I was entranced by this book at the start. Its paratactic style—a kind of lyrical breathlessness—is jarring at first, but is ultimately evocative and poetic once you are absorbed in its rhythms. The style accurately reflects the frenzy of grief (David Constantine is also a poet, FYI). The continuous stream of consciousness and intense feeling submerged me into the mind—and also the grief—of Katrin (She is drowning and you feel like you are too and every period at the end of a sentence is like a moment when you finally came up for some air).
The bouts of anxiety, of helplessness, of sadness that terrorize Katrin are familiar—anyone who has mourned anything would be able to relate to the torrents of all-consuming emotion that can paralyze a person completely. I will admit, however, that sometimes reading the book felt like I was cutting myself—a form of catharsis predicated on the infliction of harm and injury upon oneself. And I suppose that accurately describes Katrin too: addicted at once to the pain and catharsis of immersing herself in her deceased husband's love affairs.
In the wake of any kind of separation between loved ones, whether by death or by other circumstances, there can emerge a desperation—one that is visceral and extreme—that spurs a person to find intimacy and closeness in any form, no matter how small a thing. Whether an object as a remembrance or the compulsive reading of messages and letters (or these days, stalking social media accounts), a person finds any way she can to bridge the gap. Anything will do. It is the only way to quell a lingering desire. But not only that—it inflames the desire, keeps it alive. Katrin realizes this as she decides to write about Eric's past: "She did not want to live a life without desire."
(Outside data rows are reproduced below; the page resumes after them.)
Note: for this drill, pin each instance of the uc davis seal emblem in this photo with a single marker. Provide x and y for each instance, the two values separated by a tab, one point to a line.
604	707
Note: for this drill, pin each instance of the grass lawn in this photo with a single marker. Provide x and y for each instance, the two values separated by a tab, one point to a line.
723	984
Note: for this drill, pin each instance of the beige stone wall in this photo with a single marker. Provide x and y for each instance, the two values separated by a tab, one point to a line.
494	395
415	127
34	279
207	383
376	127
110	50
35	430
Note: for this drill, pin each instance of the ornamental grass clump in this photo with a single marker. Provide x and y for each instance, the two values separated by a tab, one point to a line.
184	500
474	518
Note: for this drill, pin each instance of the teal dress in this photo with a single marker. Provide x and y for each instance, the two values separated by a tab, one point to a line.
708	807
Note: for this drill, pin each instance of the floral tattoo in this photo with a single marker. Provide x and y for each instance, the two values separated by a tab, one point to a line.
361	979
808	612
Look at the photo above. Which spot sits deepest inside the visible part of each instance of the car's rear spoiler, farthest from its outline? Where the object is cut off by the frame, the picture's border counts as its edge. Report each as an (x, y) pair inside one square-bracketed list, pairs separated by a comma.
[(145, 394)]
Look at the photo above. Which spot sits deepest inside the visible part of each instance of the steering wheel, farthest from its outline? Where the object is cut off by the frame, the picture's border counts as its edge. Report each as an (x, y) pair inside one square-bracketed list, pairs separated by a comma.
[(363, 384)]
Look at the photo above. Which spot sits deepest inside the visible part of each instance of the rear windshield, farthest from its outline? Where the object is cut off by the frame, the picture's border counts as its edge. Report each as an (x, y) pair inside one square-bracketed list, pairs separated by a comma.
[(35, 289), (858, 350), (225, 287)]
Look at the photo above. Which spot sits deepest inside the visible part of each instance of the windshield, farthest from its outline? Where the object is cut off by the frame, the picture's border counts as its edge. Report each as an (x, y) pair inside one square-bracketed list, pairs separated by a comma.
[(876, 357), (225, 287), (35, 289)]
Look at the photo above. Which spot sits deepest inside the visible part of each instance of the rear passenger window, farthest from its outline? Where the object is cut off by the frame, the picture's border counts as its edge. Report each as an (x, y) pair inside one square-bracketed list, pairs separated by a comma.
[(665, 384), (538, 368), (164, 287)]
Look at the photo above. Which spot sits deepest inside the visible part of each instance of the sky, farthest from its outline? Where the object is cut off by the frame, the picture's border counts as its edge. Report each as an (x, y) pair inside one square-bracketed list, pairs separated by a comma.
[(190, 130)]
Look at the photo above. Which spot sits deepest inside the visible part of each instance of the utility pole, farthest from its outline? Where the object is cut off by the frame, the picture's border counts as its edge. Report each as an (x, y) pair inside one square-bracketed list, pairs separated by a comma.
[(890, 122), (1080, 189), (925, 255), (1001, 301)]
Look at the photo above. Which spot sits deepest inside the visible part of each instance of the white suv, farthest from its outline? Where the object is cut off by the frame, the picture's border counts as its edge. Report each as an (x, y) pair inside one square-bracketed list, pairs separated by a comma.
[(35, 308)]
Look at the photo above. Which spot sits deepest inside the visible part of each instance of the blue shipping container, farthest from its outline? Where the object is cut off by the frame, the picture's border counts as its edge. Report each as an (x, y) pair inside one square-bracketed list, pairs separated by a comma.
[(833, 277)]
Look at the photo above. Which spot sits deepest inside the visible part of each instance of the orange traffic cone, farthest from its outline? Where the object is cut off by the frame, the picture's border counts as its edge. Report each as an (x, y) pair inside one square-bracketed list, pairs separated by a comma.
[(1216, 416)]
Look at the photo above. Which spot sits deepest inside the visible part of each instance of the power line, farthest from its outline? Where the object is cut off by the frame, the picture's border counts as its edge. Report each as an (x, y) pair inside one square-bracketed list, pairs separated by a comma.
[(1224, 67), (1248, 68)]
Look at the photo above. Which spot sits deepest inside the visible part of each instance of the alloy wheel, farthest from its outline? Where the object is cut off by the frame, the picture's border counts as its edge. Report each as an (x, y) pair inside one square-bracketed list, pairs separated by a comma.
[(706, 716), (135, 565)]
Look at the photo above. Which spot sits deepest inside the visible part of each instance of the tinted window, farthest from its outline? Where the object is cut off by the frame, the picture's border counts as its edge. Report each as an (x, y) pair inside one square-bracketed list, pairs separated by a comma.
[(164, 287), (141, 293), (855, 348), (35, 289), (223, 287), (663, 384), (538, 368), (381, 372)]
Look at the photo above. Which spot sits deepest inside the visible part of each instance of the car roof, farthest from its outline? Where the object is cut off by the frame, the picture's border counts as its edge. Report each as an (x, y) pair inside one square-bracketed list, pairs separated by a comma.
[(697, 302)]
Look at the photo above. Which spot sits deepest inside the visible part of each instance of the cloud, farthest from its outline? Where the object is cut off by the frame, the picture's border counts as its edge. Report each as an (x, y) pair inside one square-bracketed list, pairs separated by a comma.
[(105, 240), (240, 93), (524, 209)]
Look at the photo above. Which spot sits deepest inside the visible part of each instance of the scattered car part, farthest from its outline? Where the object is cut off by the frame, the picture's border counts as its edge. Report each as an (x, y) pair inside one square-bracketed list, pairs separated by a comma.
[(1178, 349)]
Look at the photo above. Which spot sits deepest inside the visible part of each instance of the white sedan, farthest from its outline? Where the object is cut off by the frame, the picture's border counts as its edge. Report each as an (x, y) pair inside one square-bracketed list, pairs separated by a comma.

Emotional melodrama—whether depicted onscreen or in literature—often frightens me. Perhaps it is too earnest, discomfiting. Sometimes it feels manipulative, as if it is feeding off of my need to feel something, anything, as a distraction from (or transference-channel for) all that I do not want to feel. Yet this book felt so precise and specific in its depiction of Katrin's emotional turmoil and the contours of her grief that it felt more like an honest confrontation than escape. I could absorb and justify Katrin's loneliness and sorrow; I could sense those things in myself, and viewing those things through someone else's life was comforting (being able to articulate a feeling makes the feeling far less daunting and powerful). There is something calming about watching someone go through emotions you do not let yourself experience in their fullest expression; it gives you some distance from your own and makes you feel a little less insane because of it. Most of all I could identify with Katrin's need to find a story: any story, even a painful one, would be better than darkness, emptiness, uncertainty.
I think I read this book at the right time. Sometimes books feel like that—a gift (I don't even know how I first heard of this book!). The best ones make you feel a little less lonely. This one certainly did for me.